Zahlreiche Löcher in der Mzima-Mombasa Wasserleitung, die bis zur Voi Safari Lodge reicht, führten dazu, dass viel Wasser versickerte und sich somit natürliche Wasserstellen für Wildtiere wie Büffel, Zebra und kleinere Gazellen bildeten. Sie können somit den Raubtieren ausweichen, während die Elefantenherden aus Gewohnheit weiter von Magungani trinken. Dort haben wir auch einen riesigen Bullen mit sehr großen Stoßzähnen gesehen, neben dem alle Kühe an der Tränke wie Zwerge aussahen. Die Kühe wichen sofort auseinander und gewährten ihm freien Zugang zum Wasser. Außerdem trafen wir auf drei sehr große Kühe ohne Stoßzähne, die drei Kälber bei sich hatten, von denen nur eines Stoßzähne trug.

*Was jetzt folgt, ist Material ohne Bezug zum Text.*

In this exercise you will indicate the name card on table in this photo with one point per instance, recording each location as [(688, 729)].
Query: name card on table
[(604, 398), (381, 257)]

Seit den politischen Konflikten, die auf Kenias Präsidentschaftswahlen am Jahresende folgten, besuchten nur sehr wenige Touristen den Park. Der Kenya Wildlife Service hat daraufhin Shuttlebusse eingerichtet, so dass mehr Kenianer den Park für 250 Kenianische Schilling (ca. 2,50 Euro) besuchen können und der heimische Tourismus angekurbelt wird.
Auf dem Tor, das zu den Stallungen führt, hat sich ein Waran häuslich niedergelassen, und man sieht ihn oft beim Sonnenbaden. Ein Höhepunkt während unserer Beobachtungsgänge waren Fußspuren und Dung eines wilden Nashorns entlang des Voi-Flusses und einige paarende Löwen in der gleichen Gegend.